God is French. This is likely to come as a major disappointment to many Argentinians.
Such is the terrible secret guarded for centuries by a hidden society that once counted luminaries such as Sir Isaac Newton and Leonardo da Vinci amongst its members, but now seems to be made up of a weird-looking bunch of rural in-breds.
How did Brian Sewell not land the role of Sir Leigh Teabing? That would have made it so much more bearable. I guess this is one of those movies you simply have to endure in order to get the joke when they bring out the spoof.
I had been hoping for something daft but entertaining, but instead found it mostly stupid and dull.
The New York Times verdict was that Ron Howard's film "is one of the few versions of a book that may take longer to watch than to read." Three hours is an awfully long time for a story that simply doesn't grip in a cinematic way - this is really TV mini-series material. Surfer said that it actually felt rather low budget, its small cast being chased from location to location by two small squadrons of French and British police cars that also seem to be darting around frantically in the hope that all this movement will compensate in some way for the pervasive slowness of the plot. Much of the budget seems to have gone on absurd set-piece historical flash-backs to the likes of ancient Rome and the siege of Jerusalem.
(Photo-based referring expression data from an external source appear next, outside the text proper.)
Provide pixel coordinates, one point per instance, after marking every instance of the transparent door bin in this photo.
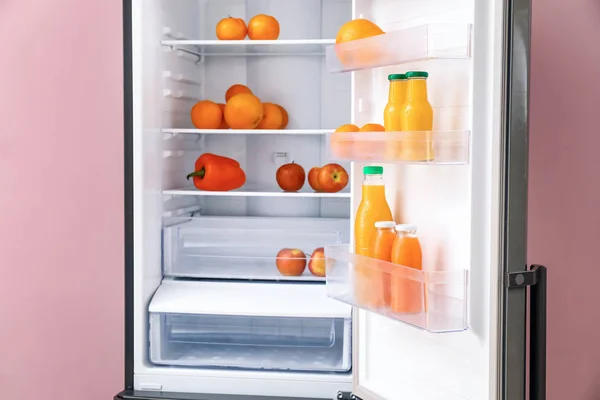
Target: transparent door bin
(421, 147)
(435, 41)
(224, 248)
(266, 343)
(434, 301)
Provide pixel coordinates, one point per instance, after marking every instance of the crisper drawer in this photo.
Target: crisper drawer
(247, 248)
(191, 327)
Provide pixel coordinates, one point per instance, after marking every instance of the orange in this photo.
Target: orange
(285, 117)
(272, 117)
(372, 128)
(223, 123)
(243, 111)
(341, 148)
(348, 128)
(357, 29)
(360, 57)
(206, 115)
(263, 27)
(236, 89)
(231, 29)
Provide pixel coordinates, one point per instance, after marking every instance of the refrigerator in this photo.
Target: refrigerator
(208, 315)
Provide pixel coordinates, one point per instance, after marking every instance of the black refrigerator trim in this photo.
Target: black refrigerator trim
(128, 163)
(145, 395)
(513, 249)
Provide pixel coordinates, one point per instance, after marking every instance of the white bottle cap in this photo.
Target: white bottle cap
(406, 228)
(385, 224)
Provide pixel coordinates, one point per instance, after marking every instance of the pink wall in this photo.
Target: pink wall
(61, 182)
(564, 195)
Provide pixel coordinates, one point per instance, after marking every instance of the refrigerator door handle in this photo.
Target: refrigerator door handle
(536, 279)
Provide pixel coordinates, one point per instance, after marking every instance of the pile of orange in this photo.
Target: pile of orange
(241, 110)
(260, 27)
(347, 147)
(353, 30)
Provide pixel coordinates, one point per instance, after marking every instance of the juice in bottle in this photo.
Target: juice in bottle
(372, 287)
(392, 115)
(373, 207)
(406, 294)
(416, 120)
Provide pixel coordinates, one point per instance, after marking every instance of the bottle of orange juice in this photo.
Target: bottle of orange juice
(392, 115)
(373, 207)
(416, 120)
(372, 283)
(407, 295)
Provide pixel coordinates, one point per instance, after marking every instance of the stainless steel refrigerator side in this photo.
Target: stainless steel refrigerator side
(513, 255)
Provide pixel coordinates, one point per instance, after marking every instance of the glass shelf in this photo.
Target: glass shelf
(309, 47)
(253, 190)
(249, 132)
(435, 41)
(423, 147)
(434, 301)
(243, 248)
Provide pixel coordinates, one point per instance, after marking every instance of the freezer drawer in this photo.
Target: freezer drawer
(239, 325)
(244, 247)
(274, 343)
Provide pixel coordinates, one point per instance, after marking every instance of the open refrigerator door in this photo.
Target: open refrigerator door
(452, 347)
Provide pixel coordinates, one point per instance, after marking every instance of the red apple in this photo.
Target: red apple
(290, 177)
(316, 265)
(333, 178)
(313, 179)
(291, 262)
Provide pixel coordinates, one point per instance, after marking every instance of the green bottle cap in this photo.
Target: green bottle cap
(396, 77)
(417, 74)
(373, 170)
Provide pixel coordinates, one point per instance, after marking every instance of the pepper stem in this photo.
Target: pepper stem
(200, 174)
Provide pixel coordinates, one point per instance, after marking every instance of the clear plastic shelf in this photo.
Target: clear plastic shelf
(434, 41)
(422, 147)
(237, 248)
(435, 301)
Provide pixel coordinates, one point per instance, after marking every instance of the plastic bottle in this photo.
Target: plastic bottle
(373, 207)
(407, 295)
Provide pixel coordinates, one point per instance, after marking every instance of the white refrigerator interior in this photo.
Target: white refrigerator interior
(212, 313)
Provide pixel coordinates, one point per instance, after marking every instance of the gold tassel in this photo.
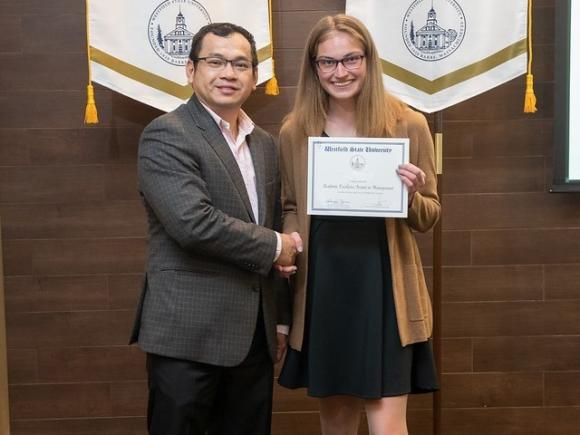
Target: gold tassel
(530, 98)
(91, 116)
(272, 85)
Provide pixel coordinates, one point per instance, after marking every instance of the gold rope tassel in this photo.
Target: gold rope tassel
(530, 98)
(272, 84)
(91, 116)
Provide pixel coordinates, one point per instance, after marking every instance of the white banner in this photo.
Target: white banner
(437, 53)
(139, 48)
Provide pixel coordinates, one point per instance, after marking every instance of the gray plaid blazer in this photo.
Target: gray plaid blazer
(209, 264)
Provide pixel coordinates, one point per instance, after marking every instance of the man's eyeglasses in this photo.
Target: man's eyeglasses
(219, 63)
(327, 64)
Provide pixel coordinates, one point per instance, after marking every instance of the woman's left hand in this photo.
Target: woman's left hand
(413, 177)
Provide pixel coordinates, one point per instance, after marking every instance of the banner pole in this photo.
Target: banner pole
(437, 272)
(4, 409)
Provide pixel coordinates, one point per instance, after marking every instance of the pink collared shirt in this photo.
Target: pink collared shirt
(241, 152)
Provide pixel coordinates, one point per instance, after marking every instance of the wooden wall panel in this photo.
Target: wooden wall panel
(74, 245)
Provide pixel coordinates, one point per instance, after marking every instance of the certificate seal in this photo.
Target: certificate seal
(358, 162)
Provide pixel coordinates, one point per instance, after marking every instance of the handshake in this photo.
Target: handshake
(291, 246)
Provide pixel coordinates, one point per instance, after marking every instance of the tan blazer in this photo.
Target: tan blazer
(413, 306)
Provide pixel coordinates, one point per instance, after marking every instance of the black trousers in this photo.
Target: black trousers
(191, 398)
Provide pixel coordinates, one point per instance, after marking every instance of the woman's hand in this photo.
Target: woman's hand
(413, 177)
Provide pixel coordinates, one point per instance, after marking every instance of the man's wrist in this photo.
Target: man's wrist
(278, 246)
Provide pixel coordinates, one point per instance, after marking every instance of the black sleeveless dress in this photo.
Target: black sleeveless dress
(351, 339)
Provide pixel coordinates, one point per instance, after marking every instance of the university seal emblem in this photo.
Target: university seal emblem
(433, 29)
(357, 162)
(171, 27)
It's surely ironic that Dan Brown's caper, which so demonstratively pokes a finger in the eye of those demented right-wing loons at Opus Dei, should have adopted the fantasy of a royal blood line running from Christ through the Merovingian kings, dreamed up by French fascists in the first half of the last century.
That the prophet could be mortal and married was one of Islam's key innovations and the descendants of Mohammed tried to preserve the sacred and secular authority of his bloodline for several centuries after his death. Dynasties generally don't last for millennia. It can hardly be said that this Islamic experiment has done an awful lot for women's rights and tolerance in general. (And if anyone in the early Christian church had a thing against women it was St Paul, not Emperor Constantine.)
"It's not the Vatican that is killing people" one of the cassock-wearing freaks pronounces mid-way through, more for the audience's benefit than his companion's − one of several pointed caveats in a movie that otherwise does its level best to undermine traditional religious authority. (The Economist: "The most flagrant example of American anti-Catholicism, some say, since the Know-Nothings of the nineteenth century.")
The former head of security at Foyles bookshop in London was also a rather driven character called Silas. Company lore had it that Silas was ex-Mossad and the extremely tall and saturnine Israeli certainly cast a scary-looking figure. He once boasted to us that he'd nicked a bunch of nuns that were trying to make off with some books they'd hidden under their habits.
A few years ago the Consul at the Guatemalan embassy asked V to keep an eye on a young compatriot called Ana. Her rich boyfriend had come up with an original ruse for ending their relationship − buying her a one-way ticket to the UK and promising to meet her here (which of course he didn't).
After her pocket money ran out the only accommodation the embassy could find for Ana was in an Opus Dei house in Hamstead. Whenever V went to visit her they practically refused to let her leave before she had confessed all her sins! Nutters. In the end Ana came to stay with us and saved up enough to return to Guatemala, still convinced that it had all been a horrible misunderstanding. We never heard from her again.